Hier, on s'exclamait contre Stanley et ses lieutenants dont la désinvolture à faire bon marché des noirs excitait légitimement l'indignation. L'éloquent appel de Mgr Lavigerie n'avait pas assez de commentateurs élogieux dans les sphères officielles. La conférence anti-esclavagiste de Bruxelles avait lieu comme une première formule de régénération éloquente et magnifique. Des comités se constituaient, alliés implicites de ces tentatives d'affranchissement, et il était bien entendu que la France, initiatrice toujours incontestable et souvent incontestée de cette grande idée du relèvement des races, payait d'exemple au milieu des populations noires qui sont devenues les siennes et qu'une longue expérience lui a appris à considérer comme des enfants peu redoutables et toujours prêts à céder devant le prestige de la douceur et de la force morale sans violence.

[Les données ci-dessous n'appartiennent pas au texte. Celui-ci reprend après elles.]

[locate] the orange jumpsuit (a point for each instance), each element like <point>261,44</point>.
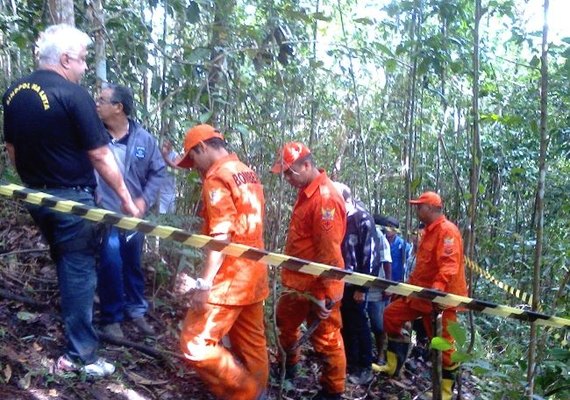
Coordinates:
<point>233,204</point>
<point>439,265</point>
<point>315,233</point>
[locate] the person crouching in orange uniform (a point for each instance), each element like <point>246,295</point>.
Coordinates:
<point>316,231</point>
<point>228,298</point>
<point>440,266</point>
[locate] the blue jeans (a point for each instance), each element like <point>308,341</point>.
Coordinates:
<point>355,331</point>
<point>376,315</point>
<point>121,279</point>
<point>73,245</point>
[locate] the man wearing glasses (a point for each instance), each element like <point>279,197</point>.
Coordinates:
<point>121,278</point>
<point>316,231</point>
<point>55,139</point>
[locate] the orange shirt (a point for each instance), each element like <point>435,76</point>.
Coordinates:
<point>233,204</point>
<point>439,260</point>
<point>315,233</point>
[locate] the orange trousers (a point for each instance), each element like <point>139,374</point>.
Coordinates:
<point>408,309</point>
<point>239,373</point>
<point>292,310</point>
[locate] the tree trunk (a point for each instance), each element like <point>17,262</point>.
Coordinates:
<point>539,210</point>
<point>218,59</point>
<point>61,12</point>
<point>96,16</point>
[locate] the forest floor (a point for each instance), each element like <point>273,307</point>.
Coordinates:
<point>31,340</point>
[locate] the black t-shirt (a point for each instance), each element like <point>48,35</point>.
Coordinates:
<point>52,122</point>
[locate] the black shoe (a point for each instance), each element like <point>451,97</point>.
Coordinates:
<point>143,326</point>
<point>290,371</point>
<point>324,395</point>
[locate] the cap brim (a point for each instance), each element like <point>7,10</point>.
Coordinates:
<point>279,167</point>
<point>185,162</point>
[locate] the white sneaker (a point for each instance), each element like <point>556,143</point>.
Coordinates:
<point>98,369</point>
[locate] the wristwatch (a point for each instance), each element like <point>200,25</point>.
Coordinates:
<point>202,284</point>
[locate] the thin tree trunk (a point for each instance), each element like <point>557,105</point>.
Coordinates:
<point>61,12</point>
<point>96,16</point>
<point>476,155</point>
<point>314,102</point>
<point>410,115</point>
<point>357,106</point>
<point>539,211</point>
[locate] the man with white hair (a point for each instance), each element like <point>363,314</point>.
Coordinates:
<point>360,250</point>
<point>54,138</point>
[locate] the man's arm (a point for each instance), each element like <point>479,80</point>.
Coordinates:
<point>104,162</point>
<point>11,153</point>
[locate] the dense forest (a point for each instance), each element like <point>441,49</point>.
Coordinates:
<point>464,97</point>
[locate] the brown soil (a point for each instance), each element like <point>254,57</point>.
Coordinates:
<point>31,339</point>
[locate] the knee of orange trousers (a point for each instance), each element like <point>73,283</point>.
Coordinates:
<point>396,314</point>
<point>292,310</point>
<point>249,344</point>
<point>329,346</point>
<point>218,368</point>
<point>449,316</point>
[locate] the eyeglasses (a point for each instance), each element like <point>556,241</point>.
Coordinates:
<point>290,172</point>
<point>102,101</point>
<point>83,59</point>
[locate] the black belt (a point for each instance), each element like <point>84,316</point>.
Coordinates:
<point>78,188</point>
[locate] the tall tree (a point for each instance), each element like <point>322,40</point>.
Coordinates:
<point>539,210</point>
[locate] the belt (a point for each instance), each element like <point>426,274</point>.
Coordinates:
<point>78,188</point>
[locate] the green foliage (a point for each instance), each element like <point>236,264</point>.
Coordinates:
<point>387,100</point>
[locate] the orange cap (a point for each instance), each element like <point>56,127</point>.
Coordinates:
<point>287,156</point>
<point>430,198</point>
<point>194,136</point>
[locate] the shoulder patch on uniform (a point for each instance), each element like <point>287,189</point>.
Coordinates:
<point>140,152</point>
<point>448,245</point>
<point>327,218</point>
<point>215,195</point>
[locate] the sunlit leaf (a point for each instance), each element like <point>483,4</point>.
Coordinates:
<point>458,333</point>
<point>439,343</point>
<point>26,316</point>
<point>193,12</point>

Indigène venant d'apporter à Bakel des têtes
de prisonniers capturés parmi les fuyards
des bandes d'Ahmadou.

Pourquoi les faits que nous exposons viennent-ils en contradiction avec cette dernière pensée? La guerre explique bien des choses, dira-t-on. Dans l'espèce, nous ne le croyons pas. Nous n'admettons pas qu'elle justifie l'affolement qui va jusqu'à mettre aux mains de non belligérants des armes pour tuer leurs frères; nous n'admettons pas qu'elle justifie l'encouragement à l'esclavage, au meurtre et aux pires passions. Devant de pareils faits, le mot civilisation devient la plus sanglante des ironies. Et, d'ailleurs, le système contraire, celui de la douceur, n'a-t-il pas des adeptes dans l'armée même? N'a-t-il pas été pratiqué notamment par Brière de l'Isle au Tonkin, Faidherbe au Sénégal? Nous ne sachions pas qu'ils aient eu à s'en repentir.

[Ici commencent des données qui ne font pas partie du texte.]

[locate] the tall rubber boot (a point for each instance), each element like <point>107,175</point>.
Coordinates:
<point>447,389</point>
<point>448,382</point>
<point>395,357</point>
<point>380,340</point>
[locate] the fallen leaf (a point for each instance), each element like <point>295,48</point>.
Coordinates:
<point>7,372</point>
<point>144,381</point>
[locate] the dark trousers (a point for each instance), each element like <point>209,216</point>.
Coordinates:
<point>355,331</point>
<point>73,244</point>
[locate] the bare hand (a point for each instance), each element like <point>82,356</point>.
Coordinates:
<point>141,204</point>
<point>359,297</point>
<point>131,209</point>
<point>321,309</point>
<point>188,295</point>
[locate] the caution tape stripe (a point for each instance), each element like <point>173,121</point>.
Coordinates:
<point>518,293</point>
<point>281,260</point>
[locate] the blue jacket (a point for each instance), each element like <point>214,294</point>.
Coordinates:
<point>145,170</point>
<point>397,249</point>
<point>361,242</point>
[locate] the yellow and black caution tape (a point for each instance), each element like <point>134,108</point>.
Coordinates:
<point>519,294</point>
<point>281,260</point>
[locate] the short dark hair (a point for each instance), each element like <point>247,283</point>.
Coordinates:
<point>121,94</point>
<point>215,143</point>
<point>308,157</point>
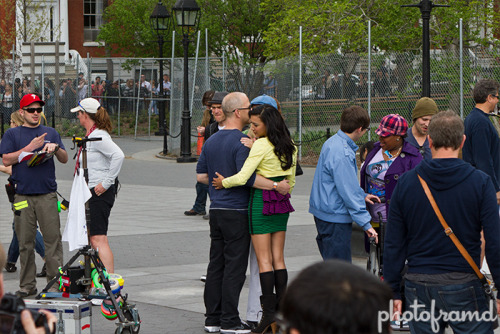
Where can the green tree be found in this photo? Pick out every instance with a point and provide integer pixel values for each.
(34, 25)
(235, 29)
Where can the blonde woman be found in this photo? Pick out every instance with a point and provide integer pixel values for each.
(104, 161)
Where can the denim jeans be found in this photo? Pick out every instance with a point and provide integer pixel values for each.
(201, 197)
(13, 253)
(334, 239)
(448, 298)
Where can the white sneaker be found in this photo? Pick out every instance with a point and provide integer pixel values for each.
(243, 328)
(212, 329)
(400, 325)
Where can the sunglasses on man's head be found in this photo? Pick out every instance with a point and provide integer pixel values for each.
(32, 110)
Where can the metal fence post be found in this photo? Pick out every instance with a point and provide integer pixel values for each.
(119, 95)
(369, 73)
(461, 70)
(299, 122)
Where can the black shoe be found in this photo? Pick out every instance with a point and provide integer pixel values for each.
(43, 272)
(10, 267)
(24, 294)
(194, 213)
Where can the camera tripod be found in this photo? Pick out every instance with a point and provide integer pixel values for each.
(128, 316)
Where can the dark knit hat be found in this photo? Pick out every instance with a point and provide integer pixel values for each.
(218, 97)
(424, 107)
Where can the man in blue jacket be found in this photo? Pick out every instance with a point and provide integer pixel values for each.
(336, 197)
(439, 279)
(482, 146)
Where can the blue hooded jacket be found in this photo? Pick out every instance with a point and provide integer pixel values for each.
(336, 195)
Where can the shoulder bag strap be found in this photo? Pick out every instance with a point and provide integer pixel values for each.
(448, 231)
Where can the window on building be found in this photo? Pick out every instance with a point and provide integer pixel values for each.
(92, 19)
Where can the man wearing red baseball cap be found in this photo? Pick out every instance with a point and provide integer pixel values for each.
(36, 186)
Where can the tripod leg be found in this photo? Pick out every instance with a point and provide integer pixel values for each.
(98, 265)
(81, 251)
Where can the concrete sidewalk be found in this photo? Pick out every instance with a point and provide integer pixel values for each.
(160, 252)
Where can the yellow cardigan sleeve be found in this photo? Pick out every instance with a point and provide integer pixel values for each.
(255, 157)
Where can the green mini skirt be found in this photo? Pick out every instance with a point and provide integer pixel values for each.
(258, 222)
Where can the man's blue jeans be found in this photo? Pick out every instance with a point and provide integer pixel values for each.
(466, 297)
(334, 239)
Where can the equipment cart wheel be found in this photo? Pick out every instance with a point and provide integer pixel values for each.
(130, 317)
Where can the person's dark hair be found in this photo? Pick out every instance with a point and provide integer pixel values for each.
(207, 96)
(207, 113)
(335, 297)
(484, 88)
(368, 146)
(101, 119)
(3, 258)
(354, 117)
(277, 133)
(446, 129)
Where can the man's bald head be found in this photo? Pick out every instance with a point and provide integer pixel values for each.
(234, 101)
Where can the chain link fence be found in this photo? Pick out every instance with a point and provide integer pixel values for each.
(312, 91)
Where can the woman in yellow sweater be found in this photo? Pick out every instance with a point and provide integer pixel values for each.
(274, 156)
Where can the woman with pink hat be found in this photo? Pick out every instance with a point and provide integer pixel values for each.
(390, 157)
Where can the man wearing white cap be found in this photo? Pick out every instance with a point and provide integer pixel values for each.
(36, 186)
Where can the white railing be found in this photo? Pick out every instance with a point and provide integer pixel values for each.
(78, 62)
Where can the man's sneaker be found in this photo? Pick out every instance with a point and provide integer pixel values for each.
(252, 324)
(241, 329)
(10, 267)
(43, 272)
(212, 329)
(24, 294)
(194, 213)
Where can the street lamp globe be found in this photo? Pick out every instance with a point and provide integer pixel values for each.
(160, 19)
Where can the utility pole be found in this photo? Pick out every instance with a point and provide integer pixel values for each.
(426, 9)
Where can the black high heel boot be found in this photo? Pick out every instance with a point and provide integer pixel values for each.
(268, 303)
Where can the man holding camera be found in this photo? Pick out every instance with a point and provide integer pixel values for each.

Une autre de nos gravures représente les principaux personnages officiels de notre colonie sénégalaise, à bord de l'aviso la Cigale, qui a transporté M. de Lamothe, gouverneur du Sénégal, lorsqu'il a récemment remonté le fleuve pour aller visiter nos établissements, sur le théâtre même des faits que nous venons de raconter.

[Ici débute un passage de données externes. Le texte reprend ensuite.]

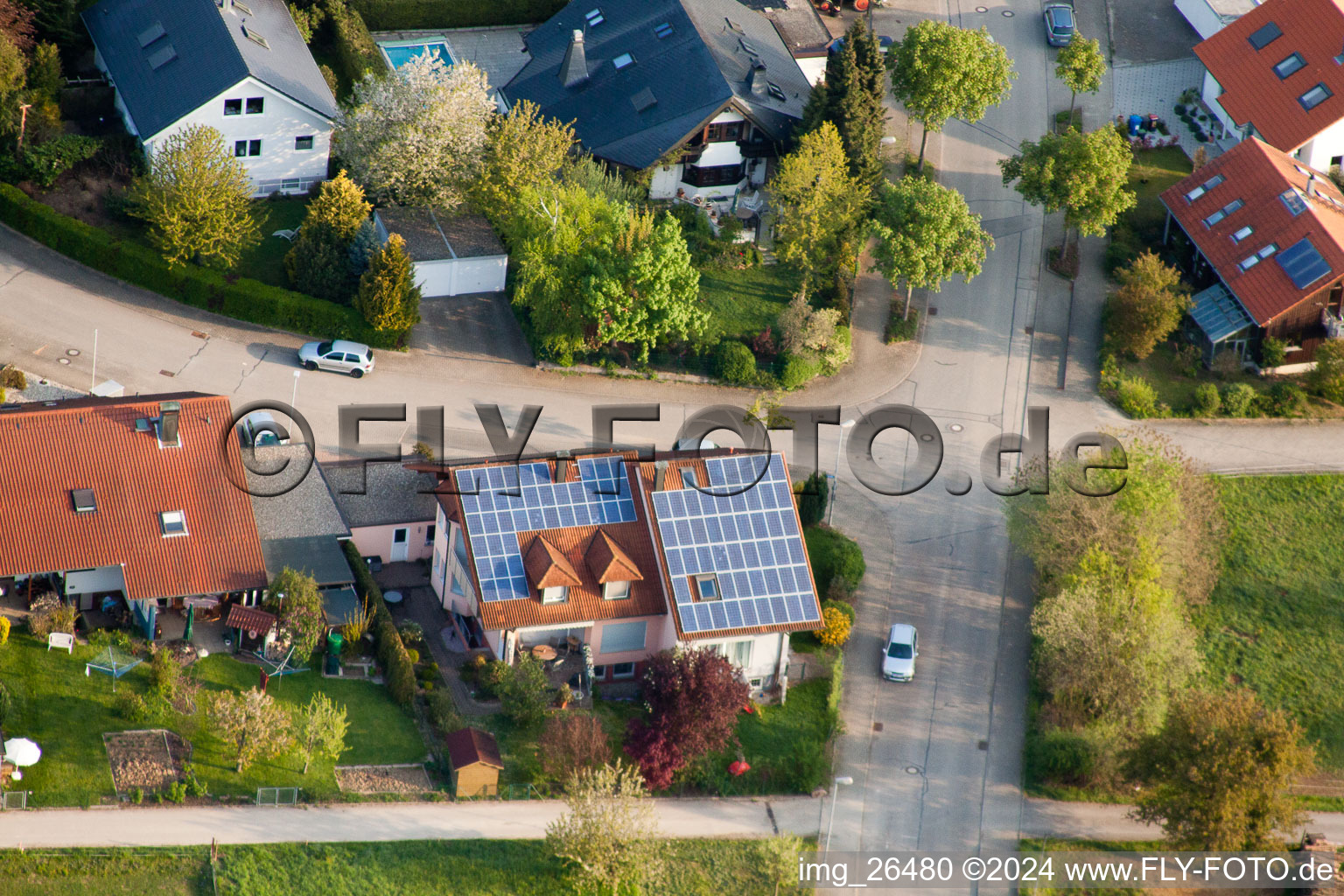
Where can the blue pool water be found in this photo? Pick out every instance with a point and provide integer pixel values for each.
(401, 54)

Le capitaine Mahmadou-Racine, dont nous publions un portrait spécial, a fait toute sa carrière aux tirailleurs sénégalais. Il est le seul officier indigène qui soit décoré de la croix d'officier de la Légion d'honneur. Il porte également la croix du Cambodge. On n'en est plus à compter les services qu'il a rendus au Sénégal. Il a cinquante-deux ans. C'est lui qui accompagna en France, en 1886, Karamoko, un des fils de Samory.

A BORD DE LA «CIGALE» Cap. Mahmadou. Cap. Kolle.
Cap. Auber. Dr Tautin. Colonel Archinard. M. de Lamothe, gouverneur du
Sénégal. Capitaine Roux. L'interprète Ousmann Mandao.